5. Managed Domain Name: Enter the Azure Domain Name.

   • This will get qualifying objects created from Azure Active Directory.

Groups Sync

This filter will be used when synchronising groups. Use the filter parameter syntax to retrieve a subset of a collection based on its properties. Support for creating a Parameter Syntax and How to determine group sync properties.

Only synchronise security enable groups is a predefined filter equal to (securityEnabled eq true). Enable this to synchronise only groups that can be used to secure access.

Users Sync

The user sync area should be used to filter in and out users from synchronising and also adding group.

1. Users Filters: Create filters used when synchronising users to Aiimi Insight Engine. Create the filters using Parameter Syntax.

2. Synchronise Checkbox Setting: Control what users synchronise by checking either:

   • Synchronise federated (on-premise) users.
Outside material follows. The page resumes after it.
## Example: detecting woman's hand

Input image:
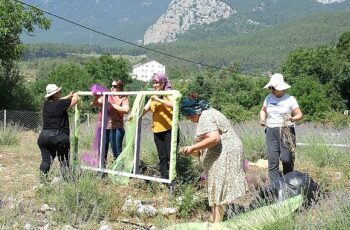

   • Synchronise managed (Azure AD) users.

     • All users will be synced, including some users that are neither federated or managed when neither are ticked.

3. Only Synchronise Licensed Users: Check this to filter out any expired accounts.

   • This is a predefined filter equivalent to (accountEnabled eq true).

4. Only Synchronise Enable Users: Check this to filter out users without an Office 365 license.

1. Additional Group: You can add a user group to Additional Groups. This must include the appropriate qualifier.

2. Excluded Groups: Enter any groups from users that you want to remove. This must include the appropriate qualifier.